Le modèle d’analyse de la genèse de l’État
23S’il peut paraître étonnant qu’un découpage en « étapes » historiques ne s’accompagne ni de repères chronologiques précis ni de frontières géographiques claires (ce qui rend parfois compliquée, voire ambiguë, la compréhension des analyses), cette omission est volontaire de la part de Pierre Bourdieu et constitue une des caractéristiques mêmes de l’histoire, telle que la pratique le sociologue. Ces étapes correspondent, en effet, moins à une échelle graduée et circonscrite qu’à une succession de processus ; elles renvoient ici plutôt à des phases, soit de concentration et d’accumulation (traversées par des conflits et des contradictions), soit de transition et de transformation (caractérisées par des ruptures plus ou moins rapides et brutales) ; elles conduisent à opérer une distinction progressive entre le privé (« la maison du roi », le dominium) et le public (« la raison d’État », l’imperium), au départ indissociablement concentrés en la personne du roi, puis petit à petit séparés sous l’effet d’une division graduelle du travail de domination, au sein d’un champ du pouvoir où l’autorité personnelle du roi (dont la légitimité repose sur des principes dynastiques) est remplacée par l’autorité impersonnelle d’un groupe social (dont la légitimité repose sur des principes bureaucratiques).
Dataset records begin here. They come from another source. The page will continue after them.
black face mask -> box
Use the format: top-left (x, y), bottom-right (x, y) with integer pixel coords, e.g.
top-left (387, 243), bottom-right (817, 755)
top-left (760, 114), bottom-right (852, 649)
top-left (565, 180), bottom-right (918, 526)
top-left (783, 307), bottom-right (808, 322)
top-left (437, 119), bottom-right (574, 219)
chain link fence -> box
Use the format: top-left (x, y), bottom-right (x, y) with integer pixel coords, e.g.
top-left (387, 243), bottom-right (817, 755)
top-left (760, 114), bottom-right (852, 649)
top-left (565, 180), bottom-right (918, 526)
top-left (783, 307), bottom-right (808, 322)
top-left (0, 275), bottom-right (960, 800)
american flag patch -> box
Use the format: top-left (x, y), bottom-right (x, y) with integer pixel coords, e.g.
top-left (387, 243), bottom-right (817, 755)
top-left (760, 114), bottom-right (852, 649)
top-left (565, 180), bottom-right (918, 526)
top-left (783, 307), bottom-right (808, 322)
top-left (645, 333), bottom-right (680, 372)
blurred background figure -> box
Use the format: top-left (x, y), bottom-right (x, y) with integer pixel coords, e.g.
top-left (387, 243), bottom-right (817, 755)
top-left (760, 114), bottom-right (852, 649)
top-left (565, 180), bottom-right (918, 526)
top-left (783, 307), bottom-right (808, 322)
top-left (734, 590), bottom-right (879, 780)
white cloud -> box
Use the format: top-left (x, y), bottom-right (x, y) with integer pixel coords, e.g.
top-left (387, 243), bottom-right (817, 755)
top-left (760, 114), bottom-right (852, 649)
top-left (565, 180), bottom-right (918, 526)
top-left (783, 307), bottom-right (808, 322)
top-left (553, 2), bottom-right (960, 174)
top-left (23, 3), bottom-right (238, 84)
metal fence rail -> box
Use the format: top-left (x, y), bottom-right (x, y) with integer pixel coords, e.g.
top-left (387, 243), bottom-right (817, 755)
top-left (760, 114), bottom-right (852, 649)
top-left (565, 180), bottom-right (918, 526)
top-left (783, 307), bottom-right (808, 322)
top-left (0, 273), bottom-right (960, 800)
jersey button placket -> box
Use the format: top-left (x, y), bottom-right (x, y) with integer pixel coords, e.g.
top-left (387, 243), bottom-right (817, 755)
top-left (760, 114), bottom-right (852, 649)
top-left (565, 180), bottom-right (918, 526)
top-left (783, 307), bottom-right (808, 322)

24Le récit des étapes qui jalonnent la genèse de l’État moderne est ainsi indissociable du récit de la genèse de ce groupe social spécifique d’oblats de l’État tirant leur légitimité non pas de l’hérédité (du « sang »), mais de la compétence (de type « scolaire »). L’origine de cette division du travail de domination est marquée par une « loi fondamentale » selon laquelle ces oblats se voient déléguer d’autant plus de pouvoir qu’ils ont moins de chance de se reproduire (et de perpétuer ainsi leur dynastie propre) [31]. De sorte que si l’État dynastique reste orienté vers la personne du roi, celui-ci opère une redistribution sélective des différentes espèces de capital qu’il concentre, et entretient ainsi des relations de clientèle formant une sorte de réseau d’intermédiaires, mais qui, eux, tendent toujours à se servir directement au lieu d’attendre la redistribution royale. Ces « fuites » [p. 433] au sein du circuit du capital étatique constituent une première manifestation de l’État bureaucratique naissant, sous la forme d’une corruption structurale [p. 437]. Une autre manifestation étant, à l’inverse, la construction par le groupe des oblats (fonctionnaires, administrateurs, juristes, ministres, militaires), en pleine ascension au sein d’un champ du pouvoir marqué par l’opposition entre les héritiers (noblesse d’épée) et les compétents (noblesse de robe), d’institutions spécifiques (tel le Parlement) et de formes de droit (tel le droit civil), qui vont participer à l’élaboration de cette fictio juris [p. 99] qu’est l’État moderne.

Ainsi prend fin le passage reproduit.